Dateline: April, 2011, Issue 4
In the sentencing phase of capital cases, jurors frequently hear about a defendant's history of child abuse and alcohol abuse. The defense offers this evidence in mitigation.
Stevenson and colleagues (2010) investigated whether jurors used a defendant's child abuse and alcohol abuse as mitigating factors, aggravating factors, or ignored the evidence. Over 370 death-qualified jurors watched a sentencing hearing related to a murder in the course of an armed robbery. Jurors learned from the prosecution that the defendant had a history of six prior convictions, two of which were armed robberies, and a psychiatrist testified that the defendant was dangerous and likely to commit future crimes. Jurors learned from the defense that the defendant was physically abused by his father when he was a child, had been an alcoholic since age 12, was intoxicated at the time of the crime, and the times when he has been violent are when he was drunk. Thirty-four juries deliberated on the appropriate sentence. The researchers videotaped and analyzed these deliberations.

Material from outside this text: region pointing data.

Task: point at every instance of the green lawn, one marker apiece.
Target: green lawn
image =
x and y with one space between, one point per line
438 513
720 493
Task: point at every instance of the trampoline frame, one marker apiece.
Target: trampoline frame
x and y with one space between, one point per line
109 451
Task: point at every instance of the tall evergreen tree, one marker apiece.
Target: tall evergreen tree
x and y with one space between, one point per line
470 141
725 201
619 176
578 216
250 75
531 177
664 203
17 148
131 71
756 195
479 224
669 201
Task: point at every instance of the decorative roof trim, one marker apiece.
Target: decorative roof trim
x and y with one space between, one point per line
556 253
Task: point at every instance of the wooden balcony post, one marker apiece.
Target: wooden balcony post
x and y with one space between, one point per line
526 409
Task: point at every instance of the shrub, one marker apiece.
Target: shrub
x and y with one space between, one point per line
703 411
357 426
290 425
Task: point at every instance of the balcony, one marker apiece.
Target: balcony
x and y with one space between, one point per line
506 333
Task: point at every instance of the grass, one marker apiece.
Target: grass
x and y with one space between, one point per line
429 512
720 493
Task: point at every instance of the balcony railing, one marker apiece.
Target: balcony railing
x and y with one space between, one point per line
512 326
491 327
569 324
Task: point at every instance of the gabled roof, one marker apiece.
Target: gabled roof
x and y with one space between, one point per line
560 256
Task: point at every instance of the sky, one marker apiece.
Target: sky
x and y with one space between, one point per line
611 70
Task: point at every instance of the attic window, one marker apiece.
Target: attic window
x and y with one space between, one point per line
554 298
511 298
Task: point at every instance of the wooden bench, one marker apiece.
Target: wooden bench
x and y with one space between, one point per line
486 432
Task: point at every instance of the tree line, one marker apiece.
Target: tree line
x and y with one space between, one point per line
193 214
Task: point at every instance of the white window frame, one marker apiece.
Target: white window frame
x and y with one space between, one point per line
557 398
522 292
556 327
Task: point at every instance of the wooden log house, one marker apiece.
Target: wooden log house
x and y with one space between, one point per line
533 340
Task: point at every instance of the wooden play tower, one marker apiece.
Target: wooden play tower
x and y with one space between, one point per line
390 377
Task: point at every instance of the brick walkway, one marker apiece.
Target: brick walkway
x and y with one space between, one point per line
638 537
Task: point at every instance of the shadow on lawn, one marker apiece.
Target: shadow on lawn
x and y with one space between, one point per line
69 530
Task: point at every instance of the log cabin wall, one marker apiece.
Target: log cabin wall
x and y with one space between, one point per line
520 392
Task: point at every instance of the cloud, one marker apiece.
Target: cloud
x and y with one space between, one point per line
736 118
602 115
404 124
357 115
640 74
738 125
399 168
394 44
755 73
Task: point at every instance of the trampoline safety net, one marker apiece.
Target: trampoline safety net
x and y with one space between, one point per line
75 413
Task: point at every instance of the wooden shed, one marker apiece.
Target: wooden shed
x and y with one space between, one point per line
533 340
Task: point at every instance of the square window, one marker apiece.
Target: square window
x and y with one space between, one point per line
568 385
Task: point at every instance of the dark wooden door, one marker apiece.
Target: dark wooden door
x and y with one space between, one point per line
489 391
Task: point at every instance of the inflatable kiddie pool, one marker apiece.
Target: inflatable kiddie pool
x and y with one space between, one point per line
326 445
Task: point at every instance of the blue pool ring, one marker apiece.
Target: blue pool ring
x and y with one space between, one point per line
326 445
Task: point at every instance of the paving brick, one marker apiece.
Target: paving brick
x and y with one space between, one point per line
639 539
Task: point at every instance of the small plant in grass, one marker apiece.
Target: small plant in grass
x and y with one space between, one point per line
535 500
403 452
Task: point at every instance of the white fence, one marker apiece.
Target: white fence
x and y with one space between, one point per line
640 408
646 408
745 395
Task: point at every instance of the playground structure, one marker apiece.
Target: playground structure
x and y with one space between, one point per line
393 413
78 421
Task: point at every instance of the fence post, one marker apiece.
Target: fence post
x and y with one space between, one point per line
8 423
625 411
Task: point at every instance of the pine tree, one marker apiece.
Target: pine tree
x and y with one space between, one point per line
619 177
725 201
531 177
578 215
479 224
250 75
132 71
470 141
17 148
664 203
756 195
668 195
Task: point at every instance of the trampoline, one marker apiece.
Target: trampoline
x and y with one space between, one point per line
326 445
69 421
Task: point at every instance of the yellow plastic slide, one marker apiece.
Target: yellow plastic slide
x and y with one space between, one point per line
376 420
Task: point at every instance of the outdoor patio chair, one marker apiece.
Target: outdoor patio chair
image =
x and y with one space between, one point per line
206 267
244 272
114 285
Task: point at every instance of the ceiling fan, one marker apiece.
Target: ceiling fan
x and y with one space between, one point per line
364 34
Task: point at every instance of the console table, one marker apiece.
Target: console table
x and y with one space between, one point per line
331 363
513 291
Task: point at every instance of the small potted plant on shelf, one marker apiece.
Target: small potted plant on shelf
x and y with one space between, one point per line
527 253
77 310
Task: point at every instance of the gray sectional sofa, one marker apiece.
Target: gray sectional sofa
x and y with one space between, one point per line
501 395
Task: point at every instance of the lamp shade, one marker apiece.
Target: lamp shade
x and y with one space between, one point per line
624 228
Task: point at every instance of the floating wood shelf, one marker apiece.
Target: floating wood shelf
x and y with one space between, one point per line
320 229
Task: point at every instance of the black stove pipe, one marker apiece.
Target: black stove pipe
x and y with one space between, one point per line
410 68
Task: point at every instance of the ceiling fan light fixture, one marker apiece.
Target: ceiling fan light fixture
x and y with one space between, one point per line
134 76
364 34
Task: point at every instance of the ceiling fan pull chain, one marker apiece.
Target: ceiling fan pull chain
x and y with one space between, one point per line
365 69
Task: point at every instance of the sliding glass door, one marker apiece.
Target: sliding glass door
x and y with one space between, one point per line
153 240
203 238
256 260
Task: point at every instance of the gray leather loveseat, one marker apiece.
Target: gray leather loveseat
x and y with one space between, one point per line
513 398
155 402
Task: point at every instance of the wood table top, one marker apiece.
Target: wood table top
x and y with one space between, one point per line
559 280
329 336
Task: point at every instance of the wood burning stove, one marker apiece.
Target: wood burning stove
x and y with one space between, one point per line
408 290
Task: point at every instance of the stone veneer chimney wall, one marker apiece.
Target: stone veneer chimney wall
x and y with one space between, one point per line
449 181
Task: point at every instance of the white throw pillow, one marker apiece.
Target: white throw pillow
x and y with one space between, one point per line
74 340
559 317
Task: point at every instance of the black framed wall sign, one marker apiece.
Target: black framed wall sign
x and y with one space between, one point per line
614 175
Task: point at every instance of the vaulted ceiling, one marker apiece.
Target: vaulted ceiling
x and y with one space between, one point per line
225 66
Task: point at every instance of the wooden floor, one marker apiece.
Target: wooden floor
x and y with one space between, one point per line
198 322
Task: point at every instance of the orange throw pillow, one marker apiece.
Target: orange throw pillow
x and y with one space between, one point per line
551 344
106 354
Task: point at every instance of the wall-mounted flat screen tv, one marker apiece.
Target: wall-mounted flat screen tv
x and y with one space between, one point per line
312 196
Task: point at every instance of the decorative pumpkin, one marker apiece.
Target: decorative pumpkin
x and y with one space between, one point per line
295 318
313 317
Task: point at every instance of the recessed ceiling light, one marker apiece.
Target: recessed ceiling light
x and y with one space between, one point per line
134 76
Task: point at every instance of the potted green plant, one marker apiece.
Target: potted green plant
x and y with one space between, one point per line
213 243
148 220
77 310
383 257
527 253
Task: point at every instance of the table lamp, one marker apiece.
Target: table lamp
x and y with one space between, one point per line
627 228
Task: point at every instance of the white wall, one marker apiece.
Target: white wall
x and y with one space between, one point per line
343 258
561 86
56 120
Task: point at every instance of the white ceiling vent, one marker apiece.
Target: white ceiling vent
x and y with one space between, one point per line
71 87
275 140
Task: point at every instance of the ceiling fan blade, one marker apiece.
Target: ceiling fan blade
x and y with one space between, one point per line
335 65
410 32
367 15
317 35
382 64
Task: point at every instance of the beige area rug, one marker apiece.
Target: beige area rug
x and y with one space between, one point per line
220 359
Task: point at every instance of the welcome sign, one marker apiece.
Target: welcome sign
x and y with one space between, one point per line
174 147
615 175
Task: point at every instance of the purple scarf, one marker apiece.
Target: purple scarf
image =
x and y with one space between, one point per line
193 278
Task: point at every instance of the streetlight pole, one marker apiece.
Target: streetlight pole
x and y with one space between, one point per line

In deliberations, jurors discounted child abuse and alcohol abuse as mitigating factors. While a higher proportion of jurors' comments about child abuse were oriented toward mitigation (33%) than aggravation (7%), an even higher proportion of jurors' comments (44%) argued to ignore child abuse as a mitigating factor. Similarly, jurors made more mitigating (22%) than aggravating (18%) comments about alcohol abuse, and even more comments about ignoring alcohol abuse as a mitigating factor (26%).
The more strongly a juror supported the death penalty, the more he or she argued to discount child abuse and alcohol abuse as mitigating factors, and use them as aggravators.
The researchers recommend that jurors be instructed explicitly to treat child abuse and alcohol abuse as mitigating factors during penalty phases of capital cases.
Source Stevenson, M.C., Bottoms, B.L., & Diamond, S.S.S. (2010). Jurors' discussions of a defendant's history of child abuse and alcohol abuse in capital sentencing deliberations. Psychology, Public Policy, and Law, 16, pp. 1-38.